JC: I remember that game because they set the tournament record for made threes in the game. I honestly, it really felt like that didn’t miss a single shot that game. I remember the score was like 91-90. They barely won. We fought back but we just ran out of time.
But he’s an extremely talented player. I got to see him live playing against him. I played well, he played well. We just came up short because they played out of their minds. It’s a really fun game to be a part of.
HA: Are you excited to get out to LA and start training with the rest of the team?
JC: Absolutely. I love being in California. I don’t know what it is about it. It’s just surreal because it’s the Lakers. One of the best franchises ever to exist. It’s so much tradition. Even to be somewhat a part of that is just a blessing.

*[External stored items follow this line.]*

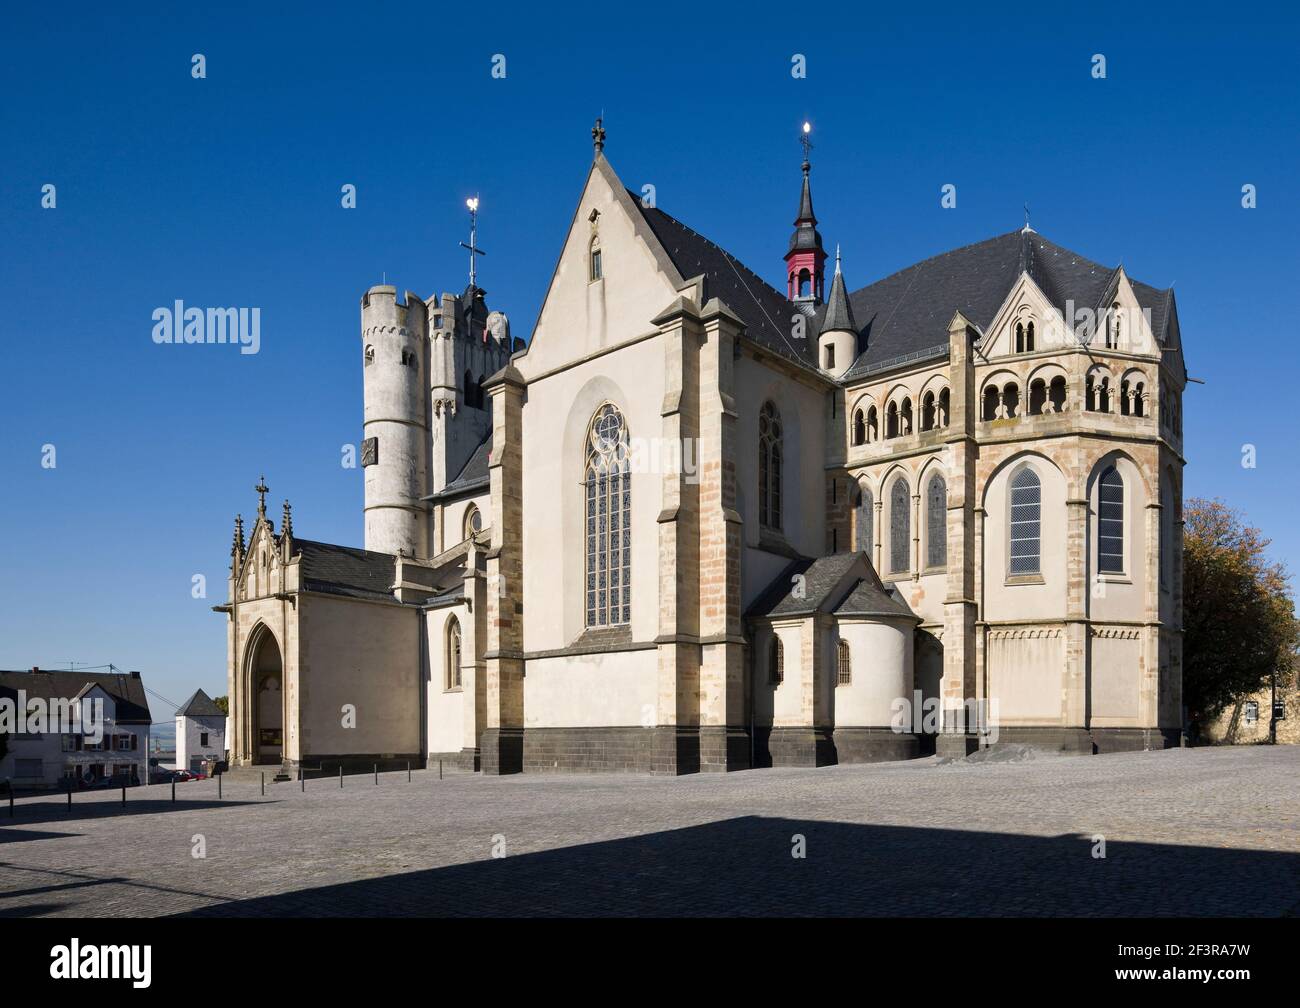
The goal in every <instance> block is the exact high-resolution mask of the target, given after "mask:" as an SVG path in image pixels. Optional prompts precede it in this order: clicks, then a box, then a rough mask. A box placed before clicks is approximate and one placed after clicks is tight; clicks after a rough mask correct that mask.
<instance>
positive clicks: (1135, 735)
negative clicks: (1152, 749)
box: [1091, 728, 1182, 753]
mask: <svg viewBox="0 0 1300 1008" xmlns="http://www.w3.org/2000/svg"><path fill="white" fill-rule="evenodd" d="M1091 734H1092V744H1093V752H1097V753H1140V752H1145V750H1147V749H1177V748H1179V747H1180V745H1182V732H1180V731H1178V728H1093V730H1092V732H1091Z"/></svg>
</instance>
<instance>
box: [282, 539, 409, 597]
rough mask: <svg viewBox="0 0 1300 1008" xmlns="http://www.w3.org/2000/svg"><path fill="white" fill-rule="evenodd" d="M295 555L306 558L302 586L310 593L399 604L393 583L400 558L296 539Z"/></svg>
mask: <svg viewBox="0 0 1300 1008" xmlns="http://www.w3.org/2000/svg"><path fill="white" fill-rule="evenodd" d="M294 551H295V554H296V555H299V557H300V558H302V559H300V563H302V567H300V572H302V585H303V588H304V589H305V590H308V592H325V593H326V594H339V596H347V597H350V598H370V600H382V601H386V602H391V601H395V600H394V596H393V581H394V577H395V576H396V558H395V557H394V555H393V554H391V553H374V551H372V550H364V549H354V548H352V546H335V545H334V544H331V542H316V541H313V540H309V538H298V537H296V536H295V537H294Z"/></svg>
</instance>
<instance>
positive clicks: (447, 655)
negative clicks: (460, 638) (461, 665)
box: [447, 617, 460, 689]
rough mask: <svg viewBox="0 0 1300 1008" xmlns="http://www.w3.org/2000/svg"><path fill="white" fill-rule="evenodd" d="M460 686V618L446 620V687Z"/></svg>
mask: <svg viewBox="0 0 1300 1008" xmlns="http://www.w3.org/2000/svg"><path fill="white" fill-rule="evenodd" d="M459 688H460V620H459V619H456V618H455V617H452V618H451V619H448V620H447V689H459Z"/></svg>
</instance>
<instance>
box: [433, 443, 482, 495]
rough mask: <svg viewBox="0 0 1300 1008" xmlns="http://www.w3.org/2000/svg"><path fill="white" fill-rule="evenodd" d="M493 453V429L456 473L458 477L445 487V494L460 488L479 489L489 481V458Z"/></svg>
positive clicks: (465, 489)
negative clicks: (491, 445)
mask: <svg viewBox="0 0 1300 1008" xmlns="http://www.w3.org/2000/svg"><path fill="white" fill-rule="evenodd" d="M490 455H491V431H489V432H487V433H486V434H485V436H484V440H482V442H480V445H478V447H476V449H474V453H473V454H472V455H471V457H469V460H468V462H467V463H465V464H464V466H463V467H461V470H460V472H458V473H456V479H454V480H452V481H451V483H448V484H447V485H446V486H445V488H443V489H442V493H443V494H451V493H456V492H459V490H469V489H478V488H480V486H482V485H484V484H486V483H487V460H489V457H490Z"/></svg>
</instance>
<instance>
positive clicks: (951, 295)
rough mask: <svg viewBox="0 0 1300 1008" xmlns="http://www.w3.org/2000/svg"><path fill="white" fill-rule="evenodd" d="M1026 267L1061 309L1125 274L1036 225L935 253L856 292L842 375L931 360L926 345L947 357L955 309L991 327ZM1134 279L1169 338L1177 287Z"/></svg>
mask: <svg viewBox="0 0 1300 1008" xmlns="http://www.w3.org/2000/svg"><path fill="white" fill-rule="evenodd" d="M1022 272H1027V273H1028V274H1030V277H1031V278H1032V280H1034V282H1035V284H1037V286H1039V289H1040V290H1041V291H1043V294H1044V295H1045V297H1047V298H1048V300H1050V302H1052V304H1053V306H1056V307H1057V308H1060V310H1061V311H1062V312H1063V311H1065V308H1066V302H1069V300H1073V302H1074V304H1075V307H1076V308H1088V310H1095V308H1097V307H1100V306H1101V304H1102V300H1104V299H1105V298H1108V297H1109V294H1110V291H1112V290H1113V284H1114V281H1115V278H1117V276H1118V268H1117V267H1106V265H1101V264H1100V263H1093V261H1092V260H1091V259H1084V258H1083V256H1080V255H1078V254H1075V252H1071V251H1070V250H1069V248H1062V247H1061V246H1060V245H1056V243H1054V242H1049V241H1048V239H1047V238H1044V237H1043V235H1041V234H1037V233H1036V232H1030V230H1019V232H1009V233H1006V234H1000V235H997V237H996V238H988V239H987V241H983V242H976V243H975V245H967V246H965V247H962V248H954V250H953V251H950V252H944V254H941V255H936V256H931V258H930V259H924V260H922V261H919V263H915V264H914V265H910V267H907V268H906V269H901V271H898V272H897V273H893V274H892V276H888V277H885V278H884V280H879V281H876V282H875V284H870V285H867V286H865V287H861V289H859V290H855V291H853V293H852V294H850V295H849V304H850V307H852V310H853V316H854V319H855V320H857V323H858V333H859V337H858V346H859V354H858V359H857V360H855V362H854V364H853V367H852V368H849V371H848V372H845V375H844V377H842V381H853V380H854V378H858V377H862V376H865V375H867V373H870V372H871V371H876V369H880V368H881V365H888V363H889V362H893V360H897V359H900V358H907V356H915V359H924V358H927V356H930V354H928V352H927V351H933V355H935V356H946V354H948V324H949V323H950V321H952V319H953V315H954V313H956V312H958V311H961V312H962V313H963V315H965V316H966V317H967V319H970V320H971V321H972V323H974V324H975V325H978V326H980V328H982V329H987V328H988V326H989V324H991V323H992V321H993V317H995V316H996V315H997V311H998V308H1001V307H1002V303H1004V302H1005V300H1006V298H1008V295H1009V294H1010V293H1011V286H1013V285H1014V284H1015V281H1017V280H1018V278H1019V276H1021V273H1022ZM1130 284H1131V285H1132V289H1134V294H1135V297H1136V298H1138V302H1139V304H1141V307H1143V308H1149V310H1151V324H1152V332H1154V333H1156V338H1157V339H1158V341H1160V342H1161V345H1165V342H1166V328H1167V323H1169V313H1170V295H1171V293H1170V291H1169V290H1157V289H1156V287H1152V286H1149V285H1147V284H1141V282H1138V281H1134V280H1131V278H1130ZM827 315H828V308H827V307H823V308H819V311H818V323H819V329H818V330H819V332H820V330H822V326H824V324H826V319H827Z"/></svg>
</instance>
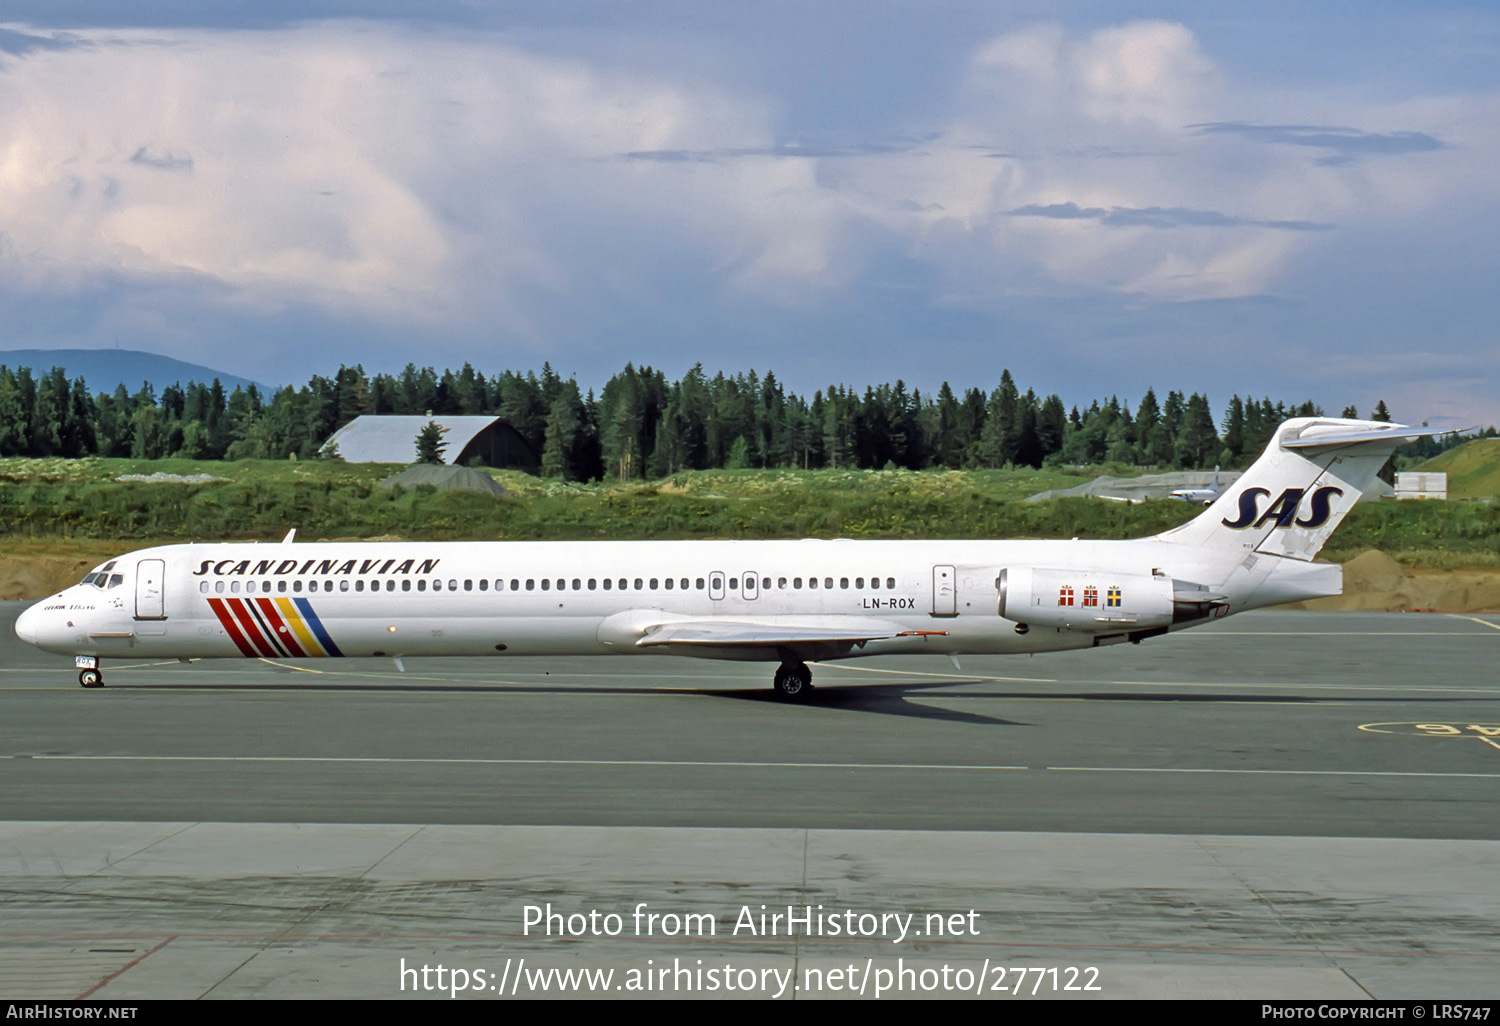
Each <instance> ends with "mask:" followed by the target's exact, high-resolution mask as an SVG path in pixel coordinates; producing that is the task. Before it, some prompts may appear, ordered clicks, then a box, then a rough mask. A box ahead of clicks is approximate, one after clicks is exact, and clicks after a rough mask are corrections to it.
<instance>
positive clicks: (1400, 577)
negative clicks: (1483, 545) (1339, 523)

Just for me to even get an opportunity with them because I know there’s going to be a lot of eyes on us especially because we won it last year and stuff like, they’re going to want to see who is next up and who do they have vying for a roster spot. It’ll be a really fun experience and I’m really excited to get out there.
HA: Alright, I’ve got one more question and it’s the most important. Have you had In-N-Out before?
JC: I’ve had it, yes. We have them in Dallas. But I’m honestly not a fan of it. I don’t know how much hate I’ll get for that. But I just don’t see anything special about it. I may need to give it another shot. I’m not the biggest fan on it. I wouldn’t give it a lot of praise.
HA: There’s a theory that the closer you are to LAX, the better the In-N-Out burger is so we might have to change your mind on that.
JC: I think so, too. I mean I had it in Texas. It could be different. I’m sure it is. I’m going to definitely give it another shot when I get out there.